Access to Early Childhood Education and Care

November 16, 2020

A new report recently published by Eurofound investigates the issue of access to early childhood education and care (ECEC), healthcare and long-term care in EU Member States, Norway and the UK. In this article, we provide a summary of the main findings related to ECEC.

The research is placed within the context of The European Pillar of Social Rights, which is the first set of social rights proclaimed by EU institutions since 2000. The Pillar states that people in the EU should have access to good quality ECEC and emphasises that children from disadvantaged backgrounds should have the right to specific measures to enhance equal opportunities. Access to these services contributes to reducing inequalities throughout the life cycle and achieving equality for women and persons with disabilities.

The report shows that many people with children report no unmet needs due to informal care arrangements, but many who use ECEC have difficulty affording it. Trends of convergence between the Member States understood as the extent to which countries are moving in the same direction, are also analysed. The trend of convergence has been stronger in terms of the proportion of children aged between three and primary school age in ECEC. This was mainly driven by countries below the average moving closer towards it, including Ireland. Ireland was also considered an “overperformer” regarding the progression of the proportion of children under three who are in ECEC – understood as a country which was above average in 2008 and found itself even further above average in 2018.

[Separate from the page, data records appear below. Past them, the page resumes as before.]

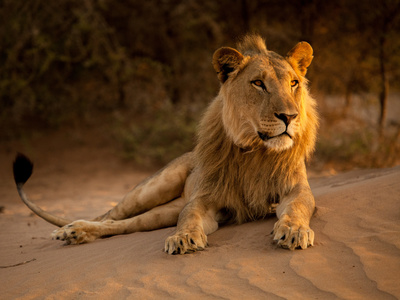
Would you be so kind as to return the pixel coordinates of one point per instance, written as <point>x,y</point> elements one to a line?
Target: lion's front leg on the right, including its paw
<point>292,230</point>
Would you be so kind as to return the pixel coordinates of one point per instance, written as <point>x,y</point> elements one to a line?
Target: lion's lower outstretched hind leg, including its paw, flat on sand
<point>81,231</point>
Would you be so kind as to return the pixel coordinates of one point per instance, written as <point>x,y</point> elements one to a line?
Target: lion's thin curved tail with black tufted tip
<point>22,168</point>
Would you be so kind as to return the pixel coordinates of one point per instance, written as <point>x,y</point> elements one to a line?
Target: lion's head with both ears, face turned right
<point>265,96</point>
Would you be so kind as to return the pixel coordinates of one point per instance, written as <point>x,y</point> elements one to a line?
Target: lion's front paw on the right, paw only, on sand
<point>291,235</point>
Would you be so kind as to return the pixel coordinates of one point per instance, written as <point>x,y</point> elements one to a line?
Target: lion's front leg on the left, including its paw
<point>194,224</point>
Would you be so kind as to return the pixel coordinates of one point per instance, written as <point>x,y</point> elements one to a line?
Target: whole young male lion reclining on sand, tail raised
<point>249,161</point>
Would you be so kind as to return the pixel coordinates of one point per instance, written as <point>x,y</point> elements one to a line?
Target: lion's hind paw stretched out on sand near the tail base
<point>77,232</point>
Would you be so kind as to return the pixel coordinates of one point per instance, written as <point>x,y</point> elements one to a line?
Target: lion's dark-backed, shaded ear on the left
<point>226,60</point>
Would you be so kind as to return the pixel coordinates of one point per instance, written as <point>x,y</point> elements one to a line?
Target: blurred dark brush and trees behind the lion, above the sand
<point>138,75</point>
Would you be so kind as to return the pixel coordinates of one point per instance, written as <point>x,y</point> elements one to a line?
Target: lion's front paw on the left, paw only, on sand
<point>182,243</point>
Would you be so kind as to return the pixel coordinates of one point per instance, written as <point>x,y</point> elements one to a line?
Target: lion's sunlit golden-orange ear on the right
<point>300,57</point>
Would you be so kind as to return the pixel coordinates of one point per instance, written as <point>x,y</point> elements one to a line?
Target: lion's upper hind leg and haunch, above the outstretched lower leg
<point>165,185</point>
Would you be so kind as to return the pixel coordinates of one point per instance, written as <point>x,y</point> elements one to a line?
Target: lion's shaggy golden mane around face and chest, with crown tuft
<point>260,172</point>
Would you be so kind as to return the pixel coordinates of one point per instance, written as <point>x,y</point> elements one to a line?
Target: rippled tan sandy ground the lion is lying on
<point>356,253</point>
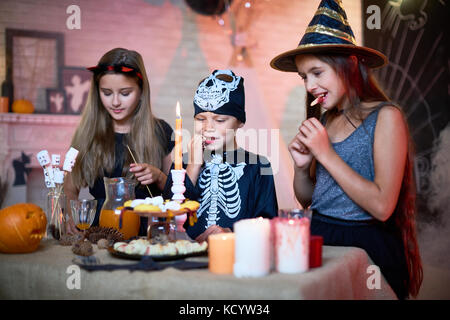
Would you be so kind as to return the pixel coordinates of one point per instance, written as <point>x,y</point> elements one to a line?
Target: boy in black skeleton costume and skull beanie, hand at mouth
<point>229,182</point>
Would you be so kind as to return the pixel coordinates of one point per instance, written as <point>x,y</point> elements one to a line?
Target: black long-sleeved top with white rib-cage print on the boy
<point>241,186</point>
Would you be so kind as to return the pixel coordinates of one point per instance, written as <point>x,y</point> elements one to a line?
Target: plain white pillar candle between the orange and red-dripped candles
<point>252,248</point>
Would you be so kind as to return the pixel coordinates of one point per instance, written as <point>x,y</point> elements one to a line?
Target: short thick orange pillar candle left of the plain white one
<point>221,253</point>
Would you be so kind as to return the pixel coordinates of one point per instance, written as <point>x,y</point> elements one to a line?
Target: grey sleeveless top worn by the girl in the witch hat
<point>357,151</point>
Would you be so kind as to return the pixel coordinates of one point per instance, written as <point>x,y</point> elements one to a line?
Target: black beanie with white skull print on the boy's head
<point>221,94</point>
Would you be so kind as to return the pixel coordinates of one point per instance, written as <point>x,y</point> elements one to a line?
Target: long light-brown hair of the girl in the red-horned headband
<point>94,137</point>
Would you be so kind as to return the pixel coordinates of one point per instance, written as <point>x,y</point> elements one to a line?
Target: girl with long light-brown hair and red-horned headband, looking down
<point>118,114</point>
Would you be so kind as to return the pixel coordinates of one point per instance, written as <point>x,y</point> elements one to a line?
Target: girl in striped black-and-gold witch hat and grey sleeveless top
<point>352,155</point>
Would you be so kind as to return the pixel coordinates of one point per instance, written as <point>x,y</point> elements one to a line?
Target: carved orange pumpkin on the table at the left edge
<point>22,226</point>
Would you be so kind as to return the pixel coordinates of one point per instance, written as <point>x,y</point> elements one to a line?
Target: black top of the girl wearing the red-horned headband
<point>98,189</point>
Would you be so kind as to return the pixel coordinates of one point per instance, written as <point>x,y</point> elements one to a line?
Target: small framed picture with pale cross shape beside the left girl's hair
<point>76,82</point>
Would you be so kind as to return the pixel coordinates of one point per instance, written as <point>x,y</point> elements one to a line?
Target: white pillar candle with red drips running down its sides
<point>291,244</point>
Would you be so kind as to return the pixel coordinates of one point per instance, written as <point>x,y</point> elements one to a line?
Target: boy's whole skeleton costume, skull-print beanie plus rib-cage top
<point>234,185</point>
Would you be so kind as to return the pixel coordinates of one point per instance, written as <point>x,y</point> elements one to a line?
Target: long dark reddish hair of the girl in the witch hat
<point>361,86</point>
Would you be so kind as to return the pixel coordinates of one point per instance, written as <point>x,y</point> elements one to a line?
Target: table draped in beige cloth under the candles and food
<point>44,274</point>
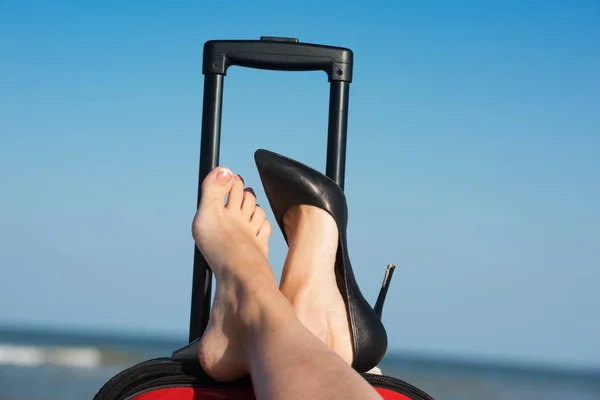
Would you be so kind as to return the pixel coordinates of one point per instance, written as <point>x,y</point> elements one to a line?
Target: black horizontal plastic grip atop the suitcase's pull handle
<point>280,54</point>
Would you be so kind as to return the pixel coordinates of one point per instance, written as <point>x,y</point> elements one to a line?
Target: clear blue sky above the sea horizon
<point>473,162</point>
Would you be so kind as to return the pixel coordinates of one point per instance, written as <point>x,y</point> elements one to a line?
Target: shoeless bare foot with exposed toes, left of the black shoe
<point>233,239</point>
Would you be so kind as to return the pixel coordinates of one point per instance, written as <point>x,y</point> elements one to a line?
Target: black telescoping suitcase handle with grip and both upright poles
<point>272,53</point>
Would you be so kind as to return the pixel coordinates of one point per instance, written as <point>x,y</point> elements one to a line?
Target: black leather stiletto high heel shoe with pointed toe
<point>288,183</point>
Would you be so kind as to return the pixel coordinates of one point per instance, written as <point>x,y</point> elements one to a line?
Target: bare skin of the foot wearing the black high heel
<point>308,280</point>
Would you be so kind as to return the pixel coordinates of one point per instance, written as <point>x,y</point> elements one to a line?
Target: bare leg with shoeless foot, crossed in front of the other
<point>253,327</point>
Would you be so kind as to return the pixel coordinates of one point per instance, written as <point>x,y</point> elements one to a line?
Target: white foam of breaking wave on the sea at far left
<point>33,356</point>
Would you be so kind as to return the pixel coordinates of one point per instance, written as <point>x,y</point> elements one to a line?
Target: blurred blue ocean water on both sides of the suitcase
<point>37,365</point>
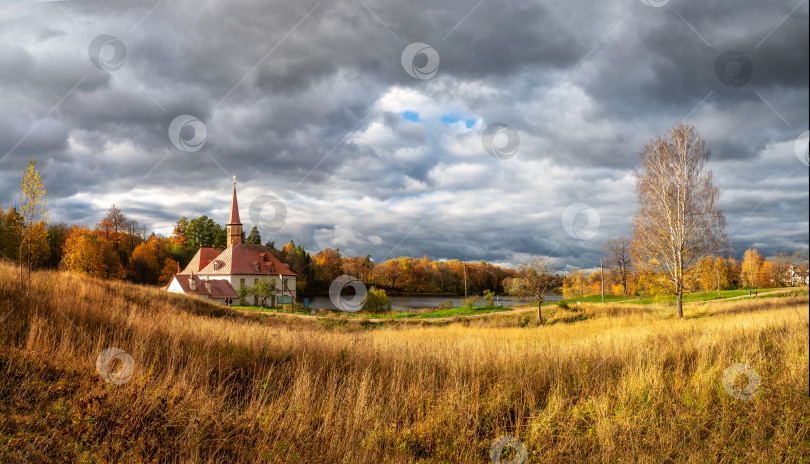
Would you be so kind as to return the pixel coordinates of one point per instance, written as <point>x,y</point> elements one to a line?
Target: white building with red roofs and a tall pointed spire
<point>216,275</point>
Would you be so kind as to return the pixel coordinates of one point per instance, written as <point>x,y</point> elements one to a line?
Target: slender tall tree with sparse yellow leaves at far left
<point>34,215</point>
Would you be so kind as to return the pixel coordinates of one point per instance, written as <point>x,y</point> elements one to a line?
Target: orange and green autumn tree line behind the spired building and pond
<point>119,248</point>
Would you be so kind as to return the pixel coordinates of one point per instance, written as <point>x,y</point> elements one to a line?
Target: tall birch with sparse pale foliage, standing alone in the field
<point>678,220</point>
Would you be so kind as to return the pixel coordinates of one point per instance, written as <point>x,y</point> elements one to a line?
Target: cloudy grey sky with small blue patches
<point>469,129</point>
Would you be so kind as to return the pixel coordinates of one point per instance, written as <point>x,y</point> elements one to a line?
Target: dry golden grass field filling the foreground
<point>212,385</point>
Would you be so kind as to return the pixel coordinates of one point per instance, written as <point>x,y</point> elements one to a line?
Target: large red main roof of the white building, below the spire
<point>242,258</point>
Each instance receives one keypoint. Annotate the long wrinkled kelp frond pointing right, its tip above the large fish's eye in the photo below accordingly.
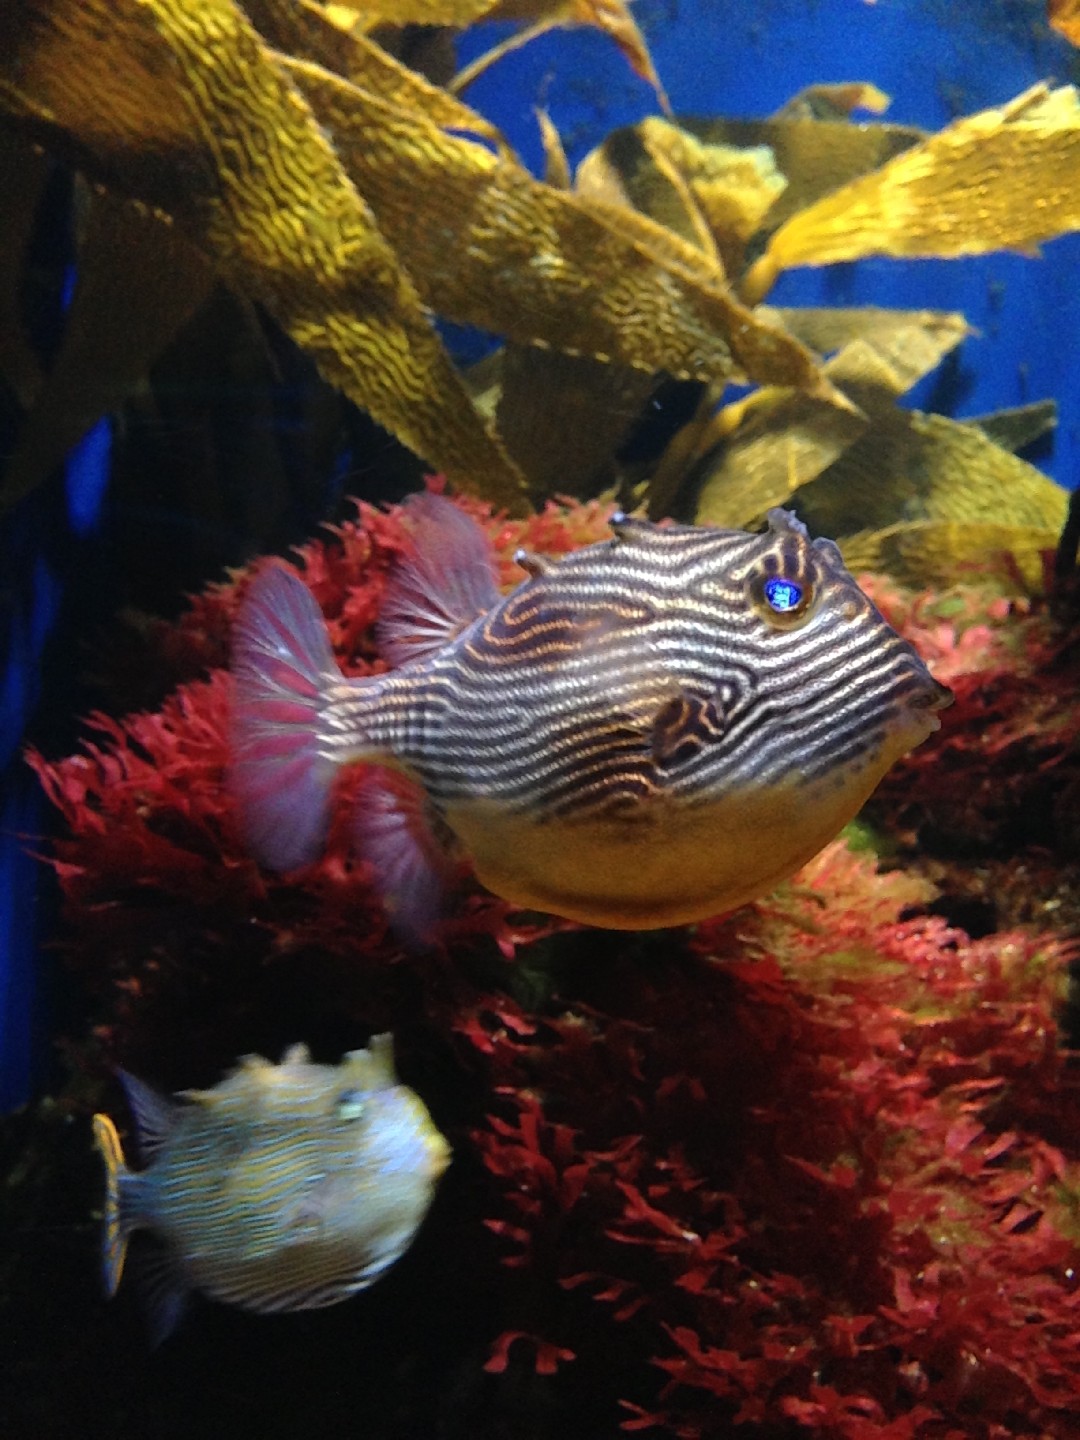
(503, 251)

The study collates evidence of inclusive practices in Europe, with a focus on children with special needs. In Denmark, more than 20% of staff reported working with groups in which more than 11% of the children had special needs. This was the highest proportion in any of the participating countries, apart from Chile. It should be noted, however, that the response rate in Denmark was low. The case of AIM in Ireland was highlighted as an example of an intervention that aims to increase take-up. Over the first two years of the LINC CPD training programme, 1,699 early childhood educators graduated from the programme and a further 941 were enrolled in the 2018–2019 programme. The first-year evaluation of the AIM programme found that the quality of teaching had increased as a result of extra training. It suggested developing this further by providing more training to staff and parents, improving the content, structure and delivery, and ensuring coverage in all parts of the country.

The report offers a number of suggestions for policymakers. Access to ECEC still needs to be improved, particularly in some countries, in order to reduce inequalities and to facilitate employment for informal childcarers – the majority of whom are female. In order to do this, tackling affordability issues is key. In addition, in order to promote inclusive ECCE, more assessment of the effectiveness of training programmes is needed, and CPD costs should be reduced.